Lanzmann vs. Rosenbaum vs. Hitler

I’m almost at the end of  Ron Rosenbaum’s massive search for Hitler–or, more precisely, for what made Hitler Hitler? The book, entitled Explaining Hitler, is less an attempt to explain Hitler than to come to grips with various threads of Hitler explainers who have spent much of their lives grappling with the Hitler enigma. It’s well-nigh impossible to contemplate the Shoah without some attempt at explanation: it was the product of German anti-Semitism (Daniel Goldhagen), Christian anti-Semitism (Hyam Maccoby), Adolf Hitler’s personal passion for Jew-hatred (Lucy S. Dawidowicz)…then there are those who downplay Hitler’s role, blaming the Inevitable Forces of History for the murder of six million Jews, or those who add that many Catholics, Romany and homosexuals were killed as well, in an attempt to steal back their greatest tragedy from the Jews and “universalize” it (or de-Judaize it).

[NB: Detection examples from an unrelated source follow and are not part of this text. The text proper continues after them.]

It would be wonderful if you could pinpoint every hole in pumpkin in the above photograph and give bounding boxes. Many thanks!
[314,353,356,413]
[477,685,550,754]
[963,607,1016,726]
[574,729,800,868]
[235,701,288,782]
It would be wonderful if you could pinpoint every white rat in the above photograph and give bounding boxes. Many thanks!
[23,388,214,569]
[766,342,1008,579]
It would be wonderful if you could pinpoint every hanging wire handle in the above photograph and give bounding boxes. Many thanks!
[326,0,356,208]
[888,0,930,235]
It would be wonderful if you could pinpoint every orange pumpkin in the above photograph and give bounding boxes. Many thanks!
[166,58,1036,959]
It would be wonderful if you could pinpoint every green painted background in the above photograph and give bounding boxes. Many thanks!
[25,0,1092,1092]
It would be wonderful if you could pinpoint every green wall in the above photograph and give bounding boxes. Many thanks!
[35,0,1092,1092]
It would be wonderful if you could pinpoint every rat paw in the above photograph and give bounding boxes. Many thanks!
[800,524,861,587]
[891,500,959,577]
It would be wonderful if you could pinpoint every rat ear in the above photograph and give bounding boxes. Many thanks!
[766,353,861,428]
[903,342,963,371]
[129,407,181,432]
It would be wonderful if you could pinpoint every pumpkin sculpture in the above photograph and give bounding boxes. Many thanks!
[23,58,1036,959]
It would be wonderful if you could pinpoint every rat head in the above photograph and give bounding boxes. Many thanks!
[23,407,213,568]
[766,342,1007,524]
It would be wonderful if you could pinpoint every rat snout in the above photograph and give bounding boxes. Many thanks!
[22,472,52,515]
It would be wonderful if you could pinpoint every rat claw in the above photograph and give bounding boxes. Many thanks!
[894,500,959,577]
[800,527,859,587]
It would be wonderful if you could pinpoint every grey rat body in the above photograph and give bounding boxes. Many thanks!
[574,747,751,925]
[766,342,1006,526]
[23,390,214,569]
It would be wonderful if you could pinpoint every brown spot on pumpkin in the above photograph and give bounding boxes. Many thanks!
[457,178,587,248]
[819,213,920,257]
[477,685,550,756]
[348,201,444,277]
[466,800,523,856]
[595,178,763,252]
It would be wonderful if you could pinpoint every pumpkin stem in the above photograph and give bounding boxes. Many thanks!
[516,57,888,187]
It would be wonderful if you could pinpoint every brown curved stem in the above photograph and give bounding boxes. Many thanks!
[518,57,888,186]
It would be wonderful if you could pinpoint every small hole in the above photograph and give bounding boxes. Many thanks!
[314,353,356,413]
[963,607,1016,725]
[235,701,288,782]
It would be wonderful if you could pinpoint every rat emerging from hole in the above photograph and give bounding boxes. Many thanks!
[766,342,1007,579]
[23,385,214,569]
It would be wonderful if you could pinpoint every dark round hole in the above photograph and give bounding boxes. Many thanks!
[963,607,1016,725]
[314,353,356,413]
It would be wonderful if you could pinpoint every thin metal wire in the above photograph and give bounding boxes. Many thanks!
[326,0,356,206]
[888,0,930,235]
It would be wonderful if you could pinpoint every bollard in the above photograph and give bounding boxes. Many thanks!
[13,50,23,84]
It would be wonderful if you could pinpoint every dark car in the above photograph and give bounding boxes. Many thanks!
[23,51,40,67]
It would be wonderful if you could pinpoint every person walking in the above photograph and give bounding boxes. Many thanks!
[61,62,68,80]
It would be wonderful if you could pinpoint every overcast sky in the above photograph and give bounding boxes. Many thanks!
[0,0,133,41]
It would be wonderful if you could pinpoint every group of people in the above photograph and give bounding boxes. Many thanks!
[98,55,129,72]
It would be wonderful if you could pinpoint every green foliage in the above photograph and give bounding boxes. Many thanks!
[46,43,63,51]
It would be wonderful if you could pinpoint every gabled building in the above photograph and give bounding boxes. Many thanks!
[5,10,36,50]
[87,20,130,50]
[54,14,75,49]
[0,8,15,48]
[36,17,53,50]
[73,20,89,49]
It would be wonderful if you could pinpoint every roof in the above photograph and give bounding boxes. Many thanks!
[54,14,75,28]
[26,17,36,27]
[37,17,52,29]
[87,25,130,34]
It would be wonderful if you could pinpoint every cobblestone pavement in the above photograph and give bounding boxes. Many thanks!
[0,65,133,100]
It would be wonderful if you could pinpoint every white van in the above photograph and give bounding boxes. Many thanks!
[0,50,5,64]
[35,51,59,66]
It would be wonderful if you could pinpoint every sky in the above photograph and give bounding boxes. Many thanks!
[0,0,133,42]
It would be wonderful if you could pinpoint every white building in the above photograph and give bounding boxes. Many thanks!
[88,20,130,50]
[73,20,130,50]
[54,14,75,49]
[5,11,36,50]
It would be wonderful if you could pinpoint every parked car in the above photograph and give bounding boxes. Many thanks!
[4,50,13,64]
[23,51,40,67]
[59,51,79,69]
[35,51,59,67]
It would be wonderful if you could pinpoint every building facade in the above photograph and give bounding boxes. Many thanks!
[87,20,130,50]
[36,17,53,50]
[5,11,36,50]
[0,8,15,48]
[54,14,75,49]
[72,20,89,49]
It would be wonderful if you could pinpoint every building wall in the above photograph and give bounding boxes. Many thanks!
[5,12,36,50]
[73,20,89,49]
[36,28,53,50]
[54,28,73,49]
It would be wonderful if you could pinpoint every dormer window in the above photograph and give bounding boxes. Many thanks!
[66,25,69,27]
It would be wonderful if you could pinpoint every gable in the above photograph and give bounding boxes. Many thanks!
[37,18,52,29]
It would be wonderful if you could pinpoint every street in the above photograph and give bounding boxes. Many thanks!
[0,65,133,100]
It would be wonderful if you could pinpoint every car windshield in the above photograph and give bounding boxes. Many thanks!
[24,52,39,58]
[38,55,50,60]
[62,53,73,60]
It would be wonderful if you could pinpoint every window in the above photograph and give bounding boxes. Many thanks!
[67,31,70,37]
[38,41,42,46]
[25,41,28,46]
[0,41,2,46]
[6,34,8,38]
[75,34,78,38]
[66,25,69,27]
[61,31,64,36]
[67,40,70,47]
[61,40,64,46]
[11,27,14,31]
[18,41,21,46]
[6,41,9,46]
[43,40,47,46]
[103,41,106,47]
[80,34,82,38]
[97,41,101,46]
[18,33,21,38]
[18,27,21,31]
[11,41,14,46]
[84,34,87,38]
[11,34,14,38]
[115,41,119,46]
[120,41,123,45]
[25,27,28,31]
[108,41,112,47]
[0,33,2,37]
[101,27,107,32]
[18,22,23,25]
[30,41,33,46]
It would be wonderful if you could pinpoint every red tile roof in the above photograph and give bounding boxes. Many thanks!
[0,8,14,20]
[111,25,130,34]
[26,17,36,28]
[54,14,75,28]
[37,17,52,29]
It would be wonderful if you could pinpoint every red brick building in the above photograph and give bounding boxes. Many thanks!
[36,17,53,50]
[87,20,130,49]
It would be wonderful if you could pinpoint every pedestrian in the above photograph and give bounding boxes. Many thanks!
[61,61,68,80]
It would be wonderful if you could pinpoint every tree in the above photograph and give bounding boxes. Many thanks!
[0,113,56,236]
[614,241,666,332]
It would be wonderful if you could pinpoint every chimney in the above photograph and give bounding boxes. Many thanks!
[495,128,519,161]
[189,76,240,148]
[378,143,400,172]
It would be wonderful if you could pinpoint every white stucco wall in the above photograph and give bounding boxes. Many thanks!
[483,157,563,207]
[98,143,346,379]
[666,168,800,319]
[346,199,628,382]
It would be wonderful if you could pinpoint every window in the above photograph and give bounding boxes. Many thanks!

One of the most peculiar of Rosenbaum’s subjects is Claude Lanzmann, director of the 9 1/2 hour film Shoah. Lanzmann finds all attempts at explanation obscene, and Rosenbaum aptly titles his chapter on Lanzmann “The War Agianst the Question Why.” But why declare war on those like Rosenbaum (and most of us nerds) who ask the forbidden question, why? Lanzmann’s metaphor is itself lifted from Primo Levi, a man who knew first-hand from Auschwitz (unlike Lanzmann): “Here there is no why,” a German guard maliciously quips to the young Levi, who was only asking why the guard wouldn’t let him have the icicle he’d noticed hanging from the roof of his barracks. Lanzmann turns this into a kind of “eleventh commandment”–thou shalt not ask why. I find Lanzmann’s logic (if there is any) puzzling, to say the least, and tend to shy away from mystic auras, in any case.